By John Macintosh, Tax Partner, Deloitte
Tax evasion offences have tended to focus on individuals, rather than businesses. But that’s about to change. The introduction of new legislation, coming into effect on September 30, will place more of an onus on the “facilitation” and “enablers” of tax evasion, i.e. a corporate entity.
These new regulations will affect all corporates and partnerships operating in the UK. Under current law, the UK’s tax authorities can only criminally prosecute a business when they can establish, beyond reasonable doubt, that senior figures within it are knowingly involved in tax evasion.
However, the new rules will turn this on its head. Instead, Her Majesty’s Revenue and Customs (HMRC) will not have to prove this – compelling companies to demonstrate senior-level involvement in the active prevention of tax evasion. It’s a significant change of emphasis.
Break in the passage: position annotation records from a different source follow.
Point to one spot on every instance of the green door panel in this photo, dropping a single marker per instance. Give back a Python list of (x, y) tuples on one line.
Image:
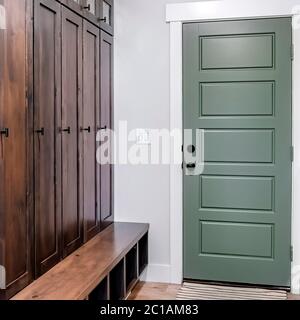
[(237, 192), (219, 238), (239, 146), (219, 99), (237, 214), (235, 51)]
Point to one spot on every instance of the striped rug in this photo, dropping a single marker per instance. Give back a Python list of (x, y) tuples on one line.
[(198, 291)]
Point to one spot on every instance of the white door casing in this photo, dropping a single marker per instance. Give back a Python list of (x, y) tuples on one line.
[(223, 10)]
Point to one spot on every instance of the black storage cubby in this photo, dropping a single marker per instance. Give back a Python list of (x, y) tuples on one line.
[(143, 253), (101, 292), (131, 268), (117, 282)]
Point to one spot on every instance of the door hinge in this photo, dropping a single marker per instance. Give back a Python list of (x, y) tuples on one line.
[(292, 52), (2, 278)]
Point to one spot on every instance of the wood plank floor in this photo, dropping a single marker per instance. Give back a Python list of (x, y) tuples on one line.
[(163, 291)]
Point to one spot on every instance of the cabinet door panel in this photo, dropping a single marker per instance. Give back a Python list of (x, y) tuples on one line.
[(47, 137), (106, 121), (15, 157), (91, 88), (71, 118)]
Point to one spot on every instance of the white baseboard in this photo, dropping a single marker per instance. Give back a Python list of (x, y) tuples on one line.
[(157, 273)]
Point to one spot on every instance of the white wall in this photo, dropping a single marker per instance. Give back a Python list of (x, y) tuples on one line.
[(142, 92)]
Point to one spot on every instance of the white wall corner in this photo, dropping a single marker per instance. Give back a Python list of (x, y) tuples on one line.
[(295, 288), (157, 273)]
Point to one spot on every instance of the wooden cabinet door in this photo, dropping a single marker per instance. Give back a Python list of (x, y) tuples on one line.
[(72, 219), (47, 109), (107, 16), (15, 152), (106, 120), (91, 88)]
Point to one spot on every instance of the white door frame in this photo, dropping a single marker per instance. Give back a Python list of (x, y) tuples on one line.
[(221, 10)]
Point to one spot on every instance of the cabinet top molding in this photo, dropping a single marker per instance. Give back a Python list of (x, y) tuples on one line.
[(2, 18)]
That said, there are several criteria that must be met for an offence to have been committed. Firstly, criminal evasion by a taxpayer under existing law, whether it’s an individual or legal entity, has to have occurred.
Second, a person acting in their role as an “associated person” of a company or partnership facilitated that act. An “associated person” is deliberately very broad. It includes all employees of the business, but may also extend to contractors, agents, suppliers or subsidiaries.
Finally, it has to be established that the organisation failed to prevent this “associated person” from committing the tax evasion. It is, however, important to note that there must be an intention or knowledge of wrongdoing on the part of the associated person – anything unintentional or negligent won’t be included within the scope of the legislation.
If an offence is found to have been committed, there is only one defence: a business had “reasonable prevention procedures” in place. These must be proportionate to the risk level faced and based around the six core principles of: risk assessment, proportionality, top-level commitment, due diligence, communication and training, as well as monitoring and review.
HMRC has made it clear that businesses can’t rely on their existing procedures – tax evasion facilitation risk must be evidently considered separately and documented. The UK Government has also said that it accepts some procedures will take time to roll out; but they do expect implementation to be quick and a plan set out, focussed on the major risks and backed by a clear timeframe.
The last decade or so has shown that breaching these codes comes with the risk of reputational damage. Businesses also need to be aware that unlimited financial penalties and criminal sanctions could also be levied against anyone caught on the wrong side of these changes.
The upshot is that all types of organisations need to undertake a risk assessment ahead of September 30 – not just large multinationals, but smaller businesses too. On the face of it, the shift of emphasis in the legislation may seem slight, but it could have significant consequences for entire businesses – not just a few individuals within them.